Paunescu Teodor G, Russo Leileata M, Da Silva Nicolas, Kovacikova Jana, Mohebbi Nilufar, Van Hoek Alfred N, McKee Mary, Wagner Carsten A, Breton Sylvie, Brown Dennis
Div. of Nephrology, Massachusetts General Hospital, 185 Cambridge St., CPZN 8150, Boston, MA 02114, USA.
Am J Physiol Renal Physiol. 2007 Dec;293(6):F1915-26. doi: 10.1152/ajprenal.00160.2007. Epub 2007 Sep 26.
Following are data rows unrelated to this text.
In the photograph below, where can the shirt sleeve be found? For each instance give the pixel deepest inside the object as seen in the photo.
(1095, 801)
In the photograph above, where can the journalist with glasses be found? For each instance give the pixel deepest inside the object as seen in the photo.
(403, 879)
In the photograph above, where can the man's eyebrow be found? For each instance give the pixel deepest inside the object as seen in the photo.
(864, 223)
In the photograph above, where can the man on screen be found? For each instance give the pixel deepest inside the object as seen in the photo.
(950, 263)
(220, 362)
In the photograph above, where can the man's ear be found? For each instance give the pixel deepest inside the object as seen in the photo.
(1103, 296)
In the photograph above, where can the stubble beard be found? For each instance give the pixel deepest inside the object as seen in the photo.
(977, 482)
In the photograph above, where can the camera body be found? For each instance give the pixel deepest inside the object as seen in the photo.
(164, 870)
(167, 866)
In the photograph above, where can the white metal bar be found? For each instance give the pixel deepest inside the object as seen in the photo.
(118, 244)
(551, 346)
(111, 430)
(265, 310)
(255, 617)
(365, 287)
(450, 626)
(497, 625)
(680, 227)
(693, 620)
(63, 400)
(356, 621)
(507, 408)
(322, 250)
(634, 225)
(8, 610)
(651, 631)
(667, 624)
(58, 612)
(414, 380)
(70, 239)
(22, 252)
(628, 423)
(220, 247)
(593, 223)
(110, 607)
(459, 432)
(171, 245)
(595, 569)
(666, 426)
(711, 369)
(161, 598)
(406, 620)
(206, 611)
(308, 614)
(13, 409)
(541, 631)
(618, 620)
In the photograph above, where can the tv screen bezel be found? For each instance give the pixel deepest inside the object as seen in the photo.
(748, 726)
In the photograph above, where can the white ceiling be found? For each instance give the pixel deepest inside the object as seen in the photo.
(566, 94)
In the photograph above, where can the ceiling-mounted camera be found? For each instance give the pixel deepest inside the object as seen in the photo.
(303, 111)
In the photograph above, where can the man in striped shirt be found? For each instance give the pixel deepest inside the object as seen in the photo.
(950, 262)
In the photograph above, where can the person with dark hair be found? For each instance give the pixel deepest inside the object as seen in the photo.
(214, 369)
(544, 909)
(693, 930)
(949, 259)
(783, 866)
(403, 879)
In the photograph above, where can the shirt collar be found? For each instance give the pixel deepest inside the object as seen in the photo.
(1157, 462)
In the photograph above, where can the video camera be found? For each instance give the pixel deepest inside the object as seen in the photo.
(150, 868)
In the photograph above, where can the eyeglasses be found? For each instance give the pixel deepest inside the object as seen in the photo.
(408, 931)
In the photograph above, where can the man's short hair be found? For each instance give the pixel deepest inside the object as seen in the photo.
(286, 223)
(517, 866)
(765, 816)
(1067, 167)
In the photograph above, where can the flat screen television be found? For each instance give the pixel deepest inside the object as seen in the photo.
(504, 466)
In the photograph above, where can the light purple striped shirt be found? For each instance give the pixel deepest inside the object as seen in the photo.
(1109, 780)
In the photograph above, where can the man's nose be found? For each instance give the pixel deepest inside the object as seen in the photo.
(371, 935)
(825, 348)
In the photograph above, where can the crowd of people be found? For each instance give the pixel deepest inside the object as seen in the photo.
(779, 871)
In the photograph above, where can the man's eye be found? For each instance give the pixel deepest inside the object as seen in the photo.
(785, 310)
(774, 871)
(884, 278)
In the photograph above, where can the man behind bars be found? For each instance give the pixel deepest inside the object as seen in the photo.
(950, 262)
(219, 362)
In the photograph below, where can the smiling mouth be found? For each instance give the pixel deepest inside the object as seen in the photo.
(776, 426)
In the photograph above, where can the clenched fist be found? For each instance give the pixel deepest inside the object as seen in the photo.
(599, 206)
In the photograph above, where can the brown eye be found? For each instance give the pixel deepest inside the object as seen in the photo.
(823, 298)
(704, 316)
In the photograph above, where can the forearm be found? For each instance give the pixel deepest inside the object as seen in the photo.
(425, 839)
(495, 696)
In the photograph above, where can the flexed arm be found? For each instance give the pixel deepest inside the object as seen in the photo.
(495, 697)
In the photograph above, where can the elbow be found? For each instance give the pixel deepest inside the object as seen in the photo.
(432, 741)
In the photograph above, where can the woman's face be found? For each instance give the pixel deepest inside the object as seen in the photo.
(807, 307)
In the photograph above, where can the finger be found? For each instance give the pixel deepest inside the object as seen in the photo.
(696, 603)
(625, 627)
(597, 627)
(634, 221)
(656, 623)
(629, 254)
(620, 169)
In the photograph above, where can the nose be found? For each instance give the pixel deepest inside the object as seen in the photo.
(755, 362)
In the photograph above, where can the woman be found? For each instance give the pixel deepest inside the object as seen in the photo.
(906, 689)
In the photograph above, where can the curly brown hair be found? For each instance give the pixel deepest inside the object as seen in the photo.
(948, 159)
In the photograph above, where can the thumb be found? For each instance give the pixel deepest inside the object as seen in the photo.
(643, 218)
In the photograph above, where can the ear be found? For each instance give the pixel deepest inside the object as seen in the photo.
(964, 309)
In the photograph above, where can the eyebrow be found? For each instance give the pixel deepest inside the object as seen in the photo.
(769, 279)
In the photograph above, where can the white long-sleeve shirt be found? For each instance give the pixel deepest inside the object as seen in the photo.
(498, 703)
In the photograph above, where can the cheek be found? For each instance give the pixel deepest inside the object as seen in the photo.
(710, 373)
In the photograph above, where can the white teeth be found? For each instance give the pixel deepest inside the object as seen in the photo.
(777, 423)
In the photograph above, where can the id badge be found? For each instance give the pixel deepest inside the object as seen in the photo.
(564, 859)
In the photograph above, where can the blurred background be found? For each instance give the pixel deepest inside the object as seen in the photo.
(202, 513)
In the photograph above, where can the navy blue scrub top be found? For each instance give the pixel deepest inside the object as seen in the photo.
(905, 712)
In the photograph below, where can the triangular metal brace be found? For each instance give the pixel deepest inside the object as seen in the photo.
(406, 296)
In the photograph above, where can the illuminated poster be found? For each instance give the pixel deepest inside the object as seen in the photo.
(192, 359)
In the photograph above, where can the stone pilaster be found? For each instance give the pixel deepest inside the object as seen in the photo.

Mice deficient in the ATP6V1B1 ("B1") subunit of the vacuolar proton-pumping ATPase (V-ATPase) maintain body acid-base homeostasis under normal conditions, but not when exposed to an acid load. Here, compensatory mechanisms involving the alternate ATP6V1B2 ("B2") isoform were examined to explain the persistence of baseline pH regulation in these animals. By immunocytochemistry, the mean pixel intensity of apical B2 immunostaining in medullary A intercalated cells (A-ICs) was twofold greater in B1-/- mice than in B1+/+ animals, and B2 was colocalized with other V-ATPase subunits. No significant upregulation of B2 mRNA or protein expression was detected in B1-/- mice compared with wild-type controls. We conclude that increased apical B2 staining is due to relocalization of B2-containing V-ATPase complexes from the cytosol to the plasma membrane. Recycling of B2-containing holoenzymes between these domains was confirmed by the intracellular accumulation of B1-deficient V-ATPases in response to the microtubule-disrupting drug colchicine. V-ATPase membrane expression is further supported by the presence of "rod-shaped" intramembranous particles seen by freeze fracture microscopy in apical membranes of normal and B1-deficient A-ICs. Intracellular pH recovery assays show that significant (28-40% of normal) V-ATPase function is preserved in medullary ICs from B1-/- mice. We conclude that the activity of apical B2-containing V-ATPase holoenzymes in A-ICs is sufficient to maintain baseline acid-base homeostasis in B1-deficient mice. However, our results show no increase in cell surface V-ATPase activity in response to metabolic acidosis in ICs from these animals, consistent with their inability to appropriately acidify their urine under these conditions.
液泡质子泵ATP酶(V-ATP酶)的ATP6V1B1(“B1”)亚基缺陷的小鼠在正常条件下可维持机体酸碱平衡,但在承受酸负荷时则不能。在此,我们研究了涉及交替ATP6V1B2(“B2”)同工型的代偿机制,以解释这些动物中基线pH调节的持续性。通过免疫细胞化学方法,在髓质A型闰细胞(A-ICs)中,B1基因敲除小鼠顶端B2免疫染色的平均像素强度比B1基因野生型动物高两倍,且B2与其他V-ATP酶亚基共定位。与野生型对照相比,在B1基因敲除小鼠中未检测到B2 mRNA或蛋白表达的显著上调。我们得出结论,顶端B2染色增加是由于含B2的V-ATP酶复合物从胞质溶胶重新定位到质膜。通过微管破坏药物秋水仙碱处理后B1缺陷型V-ATP酶在细胞内的积累,证实了含B2的全酶在这些结构域之间的循环利用。正常和B1缺陷型A-ICs顶端膜的冷冻断裂显微镜观察发现的“杆状”膜内颗粒,进一步支持了V-ATP酶的膜表达。细胞内pH恢复试验表明,B1基因敲除小鼠髓质ICs中保留了显著(正常的28 - 40%)的V-ATP酶功能。我们得出结论,A-ICs中含顶端B2的V-ATP酶全酶的活性足以维持B1缺陷小鼠的基线酸碱平衡。然而,我们的结果显示,这些动物的ICs中,响应代谢性酸中毒时细胞表面V-ATP酶活性没有增加,这与它们在这些条件下不能适当酸化尿液一致。